PFAROS: Weniger PFAS im Gesundheitswesen – Schutz für Menschen, Umwelt und die medizinische Versorgung
[Ghent, Belgium, 1. September 2026] – Am 1. September hat das europäische Forschungsprojekt PFAROS begonnen. Es untersucht, wie sich der Einsatz und die Freisetzung von Per- und Polyfluoroalkyl-Substanzen, bekannt auch als PFAS, in der Arzneimittelherstellung und in der medizinischen Technik verringern lassen. Materialwahl und nachhaltiges Materialdesign sind entscheidend dafür, dass die Produkte dabei wirksam, sicher und zuverlässig verfügbar bleiben.
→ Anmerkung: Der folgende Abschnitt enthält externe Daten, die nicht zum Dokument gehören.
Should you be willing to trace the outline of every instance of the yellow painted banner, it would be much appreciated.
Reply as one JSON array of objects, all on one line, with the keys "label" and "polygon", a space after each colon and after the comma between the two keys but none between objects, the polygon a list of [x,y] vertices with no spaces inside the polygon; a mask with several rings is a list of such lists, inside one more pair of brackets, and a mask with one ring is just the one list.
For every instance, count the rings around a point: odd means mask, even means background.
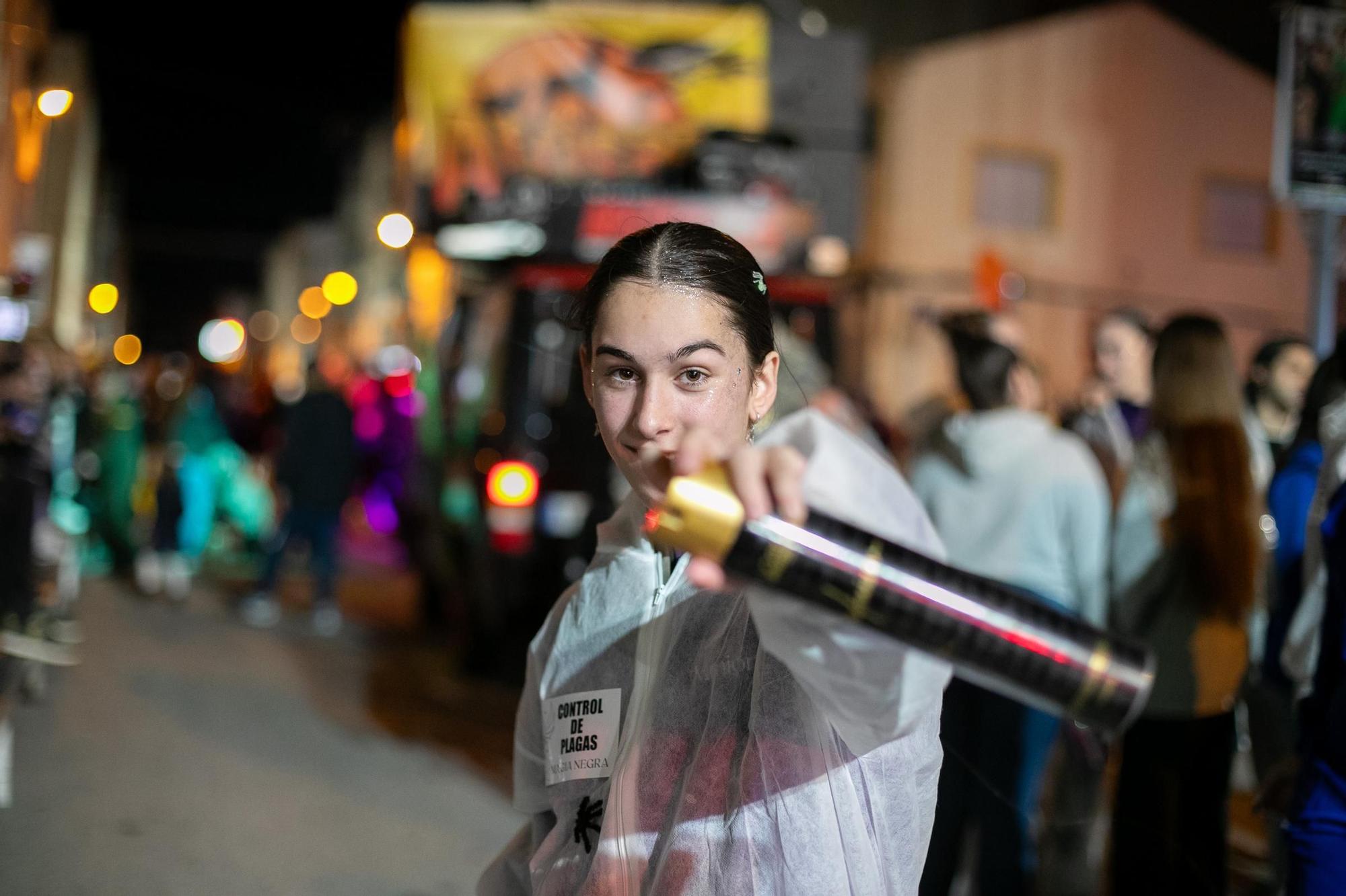
[{"label": "yellow painted banner", "polygon": [[649,178],[770,114],[767,20],[748,7],[419,5],[402,47],[412,170],[440,213],[518,175]]}]

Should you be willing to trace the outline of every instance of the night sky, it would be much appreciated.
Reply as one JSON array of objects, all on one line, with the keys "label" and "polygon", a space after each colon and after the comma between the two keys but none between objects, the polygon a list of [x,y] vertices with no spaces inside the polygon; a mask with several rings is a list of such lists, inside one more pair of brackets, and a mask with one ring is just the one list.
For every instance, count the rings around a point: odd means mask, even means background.
[{"label": "night sky", "polygon": [[[398,26],[409,0],[366,1],[361,12],[336,3],[230,3],[194,7],[190,16],[187,7],[167,4],[52,5],[57,28],[85,35],[93,55],[131,327],[149,348],[184,347],[222,293],[256,291],[261,254],[281,229],[331,213],[366,126],[392,114]],[[837,24],[864,26],[882,54],[1092,4],[816,5]],[[1272,4],[1154,5],[1253,65],[1275,67]]]}]

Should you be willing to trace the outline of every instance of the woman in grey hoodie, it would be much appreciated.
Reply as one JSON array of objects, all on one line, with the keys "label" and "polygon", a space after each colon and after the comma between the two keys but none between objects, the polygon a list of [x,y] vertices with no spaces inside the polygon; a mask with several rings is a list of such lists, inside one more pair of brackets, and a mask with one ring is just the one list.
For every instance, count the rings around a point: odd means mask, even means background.
[{"label": "woman in grey hoodie", "polygon": [[[1011,348],[957,330],[949,336],[972,410],[948,420],[911,470],[949,562],[1101,623],[1110,503],[1098,463],[1079,437],[1036,410],[1036,379]],[[952,760],[940,778],[922,893],[949,892],[973,818],[981,825],[981,892],[1028,892],[1028,829],[1055,720],[954,681],[942,721]],[[1015,806],[977,778],[1012,794]]]}]

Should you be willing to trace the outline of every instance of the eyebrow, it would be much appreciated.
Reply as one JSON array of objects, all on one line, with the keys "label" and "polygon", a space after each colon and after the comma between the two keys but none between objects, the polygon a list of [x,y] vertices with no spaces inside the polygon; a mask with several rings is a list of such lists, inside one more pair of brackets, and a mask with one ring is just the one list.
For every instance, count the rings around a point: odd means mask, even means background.
[{"label": "eyebrow", "polygon": [[627,363],[633,363],[633,365],[635,363],[635,355],[633,355],[629,351],[622,351],[616,346],[606,346],[606,344],[604,346],[599,346],[598,350],[594,352],[594,357],[598,358],[599,355],[612,355],[614,358],[621,358],[622,361],[626,361]]},{"label": "eyebrow", "polygon": [[[686,358],[688,355],[695,355],[696,352],[701,351],[703,348],[708,348],[711,351],[717,351],[721,355],[724,355],[725,358],[730,357],[728,352],[724,351],[724,347],[720,346],[720,343],[715,342],[713,339],[701,339],[700,342],[690,342],[690,343],[682,346],[681,348],[678,348],[677,351],[670,352],[668,355],[668,359],[669,361],[677,361],[678,358]],[[631,363],[631,365],[635,363],[635,355],[633,355],[631,352],[629,352],[629,351],[626,351],[623,348],[618,348],[616,346],[608,346],[606,343],[594,350],[594,357],[596,358],[599,355],[611,355],[612,358],[618,358],[618,359],[625,361],[627,363]]]},{"label": "eyebrow", "polygon": [[688,343],[688,344],[682,346],[681,348],[678,348],[677,351],[674,351],[672,355],[669,355],[669,361],[677,361],[678,358],[686,358],[688,355],[695,355],[696,352],[701,351],[703,348],[709,348],[711,351],[717,351],[721,355],[724,355],[725,358],[728,358],[728,352],[724,351],[724,348],[720,346],[720,343],[715,342],[713,339],[703,339],[700,342],[692,342],[692,343]]}]

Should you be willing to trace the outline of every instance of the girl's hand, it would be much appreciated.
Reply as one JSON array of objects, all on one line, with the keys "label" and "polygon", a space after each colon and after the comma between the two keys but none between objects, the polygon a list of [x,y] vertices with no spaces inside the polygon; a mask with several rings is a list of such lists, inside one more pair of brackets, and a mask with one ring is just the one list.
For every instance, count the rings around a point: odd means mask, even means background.
[{"label": "girl's hand", "polygon": [[[689,476],[713,461],[724,464],[730,484],[743,502],[743,511],[748,519],[774,513],[789,522],[802,523],[808,517],[809,511],[804,503],[805,460],[794,448],[787,445],[756,448],[743,443],[724,451],[708,431],[692,429],[673,453],[673,475]],[[688,578],[695,585],[711,591],[725,585],[724,569],[708,557],[692,558]]]}]

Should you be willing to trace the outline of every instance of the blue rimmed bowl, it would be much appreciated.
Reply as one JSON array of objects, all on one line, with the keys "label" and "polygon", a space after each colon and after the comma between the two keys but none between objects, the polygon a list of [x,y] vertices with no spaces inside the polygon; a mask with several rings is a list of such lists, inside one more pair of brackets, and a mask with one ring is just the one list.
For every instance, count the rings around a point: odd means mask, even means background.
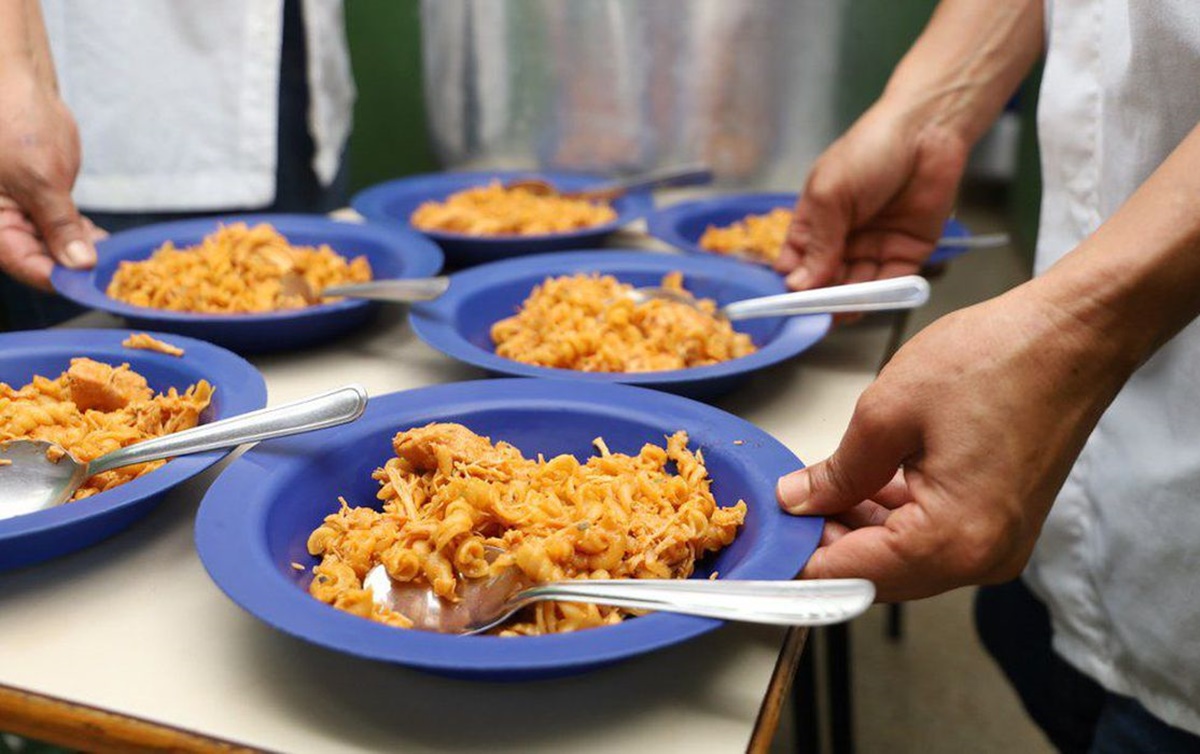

Das Fraunhofer ISC bringt sein Materialwissen und die langjährige Erfahrung zum Thema PFAS-Ersatzmaterialien in unterschiedlichsten Anwendungsbereichen ein. Dazu zählen beispielsweise PFAS-freie Materialien für wasser- und ölabstoßende Schutzschichten für Kunststoffoberflächen und Textilien, für antimikrobielle Beschichtungen oder auch für gasdichte Barriereschichten sowie umfassendes Analytik- und Test-Knowhow für funktionelle Beschichtungen. Auch bei Anpassung der PFAS-Ersatzmaterialien an die Anforderungen in Medizinprodukten ist das Fraunhofer ISC beteiligt und bei der Prüfung der biologischen Verträglichkeit unterstützt das Institut mit seinen In-vitro Testmodellen. Darüber hinaus arbeitet das Institut an den Digitalisierungs-Themen mit und entwickelt ein digitales Werkzeug, das Entscheidungshilfen für die Bewertung und den Ersatz von PFAS in Medizinprodukten geben soll.